"The worst algorithm in the world?"

[ephemient]

http://stackoverflow.com/questions/4327846/calculating-fibon...

It's straightforward (if messy) to calculate two rationals exactly, then approximate √5 to within certain error bounds.

I wrote some code which does this, just as an experiment... and it's unbearably slow. Just try it.

  import Control.Arrow
  import Data.Ratio

  newtype Matrix2 a = Matrix2 (a, a, a, a) deriving (Show, Eq)
  instance (Num a) => Num (Matrix2 a) where
      Matrix2 (a, b, c, d) * Matrix2 (e, f, g, h) =
          Matrix2 (a*e+b*g, a*f+b*h, c*e+d*g, c*f+d*h)
      fromInteger x = let y = fromInteger x in Matrix2 (y, 0, 0, y)
  fib n = let Matrix2 (_, x, _, _) = Matrix2 (1, 1, 1, 0) ^ n in x

  binom n =
      scanl (\a (b, c)-> a*b `div` c) 1 $
      takeWhile ((/=) 0 . fst) $ iterate (pred *** succ) (n, 1)
  evens (x:_:xs) = x : evens xs
  evens xs = xs
  odds (_:x:xs) = x : odds xs
  odds _ = []
  iterate' f x = x : (iterate f $! f x)
  powers b = iterate (b *) 1
  esqrt e n = x where
      (_, x):_ = dropWhile ((<=) e . abs . uncurry (-)) $ zip trials (tail trials)
      trials = iterate (\x -> (x + n / x) / 2) n
  fib' n = (a, b) where
      d = 2 ^ n
      a = sum (zipWith (*) (odds $ binom n) (powers 5)) % d
      b = sum (zipWith (*) (evens $ binom n) (powers 5)) % d
  fib2 n = numerator r `div` denominator r where
      (a, b) = fib' n
      l = lcm (denominator a) (denominator a)
      r = a + esqrt (1 % l) (b * b / 5) + 1 % 2

[vog]

I think the biggest issue in this code in the naive implementation of "powers". It runs in O(b) while it should take at most O(log(b)).

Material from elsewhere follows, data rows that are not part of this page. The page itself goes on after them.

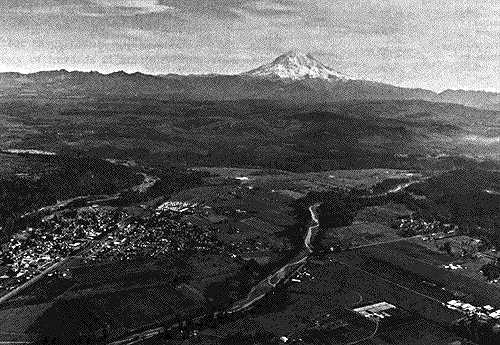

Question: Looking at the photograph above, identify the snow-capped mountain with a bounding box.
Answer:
[0,52,500,110]
[243,51,354,80]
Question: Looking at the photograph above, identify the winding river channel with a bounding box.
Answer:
[227,204,319,314]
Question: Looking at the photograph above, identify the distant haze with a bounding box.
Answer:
[0,0,500,91]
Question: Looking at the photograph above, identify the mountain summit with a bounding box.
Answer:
[243,51,352,80]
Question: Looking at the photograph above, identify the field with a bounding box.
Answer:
[334,241,500,306]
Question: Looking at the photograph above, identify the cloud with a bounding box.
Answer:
[91,0,173,15]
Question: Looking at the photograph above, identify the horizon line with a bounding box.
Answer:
[0,67,500,94]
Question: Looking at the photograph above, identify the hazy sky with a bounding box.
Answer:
[0,0,500,91]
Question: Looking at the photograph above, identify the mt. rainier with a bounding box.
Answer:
[243,52,353,80]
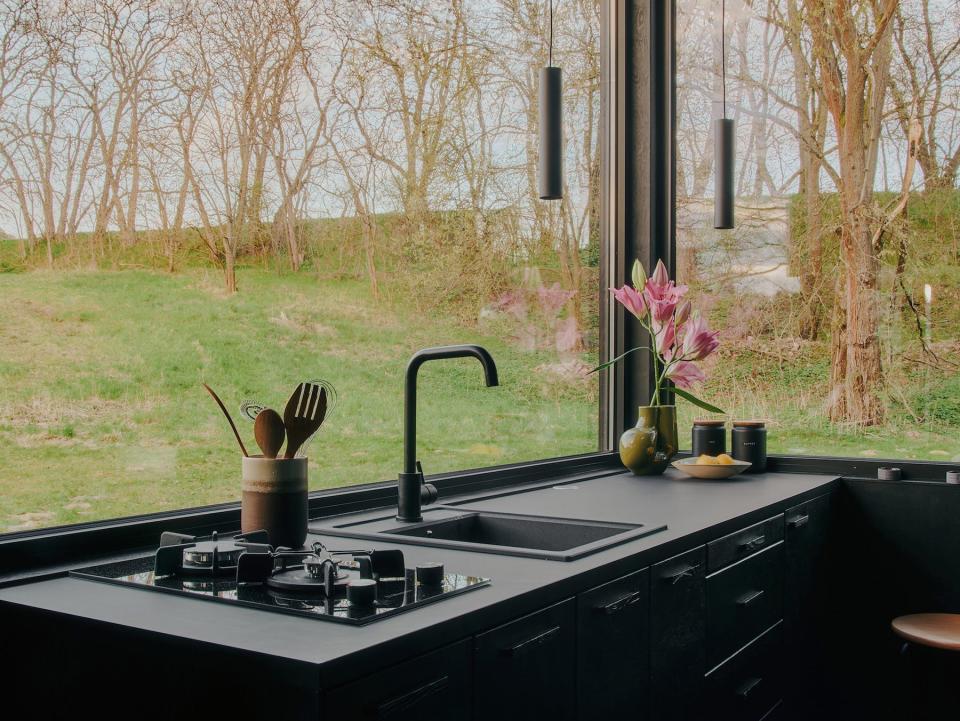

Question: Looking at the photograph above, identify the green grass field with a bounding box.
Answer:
[0,268,960,532]
[0,269,597,532]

Also, the multiplication might be a bottleneck, there has been a lot of research in this area. (the original article mentions some)

It might be a good idea to use an arbitrary precision library like GMP, which provides super-fast multiplication and thus power() algorithms.

(It also has an implementation of Fib() which outperforms both approaches here, but that's not my point.)

[ephemient]

I have not profiled the code, but I expect that the Newtonian approximation of sqrt is the slowest part.

It would surprise me if "powers" was a big problem relative to the rest. And no shortcuts: each of [1, b b², b³, b⁴, b⁵, …] (up to n) is used in the binomial expansion.

[ephemient]

Hmm, I screwed up and wrote iterate instead of iterate' where I intended. Not that it really makes a difference.

In any case, the average time to print the first 20 Fibonacci numbers is 0.4157ms with matrix exponentiation and 1.707063s with exact integer math (yes, the units are different) on a T400.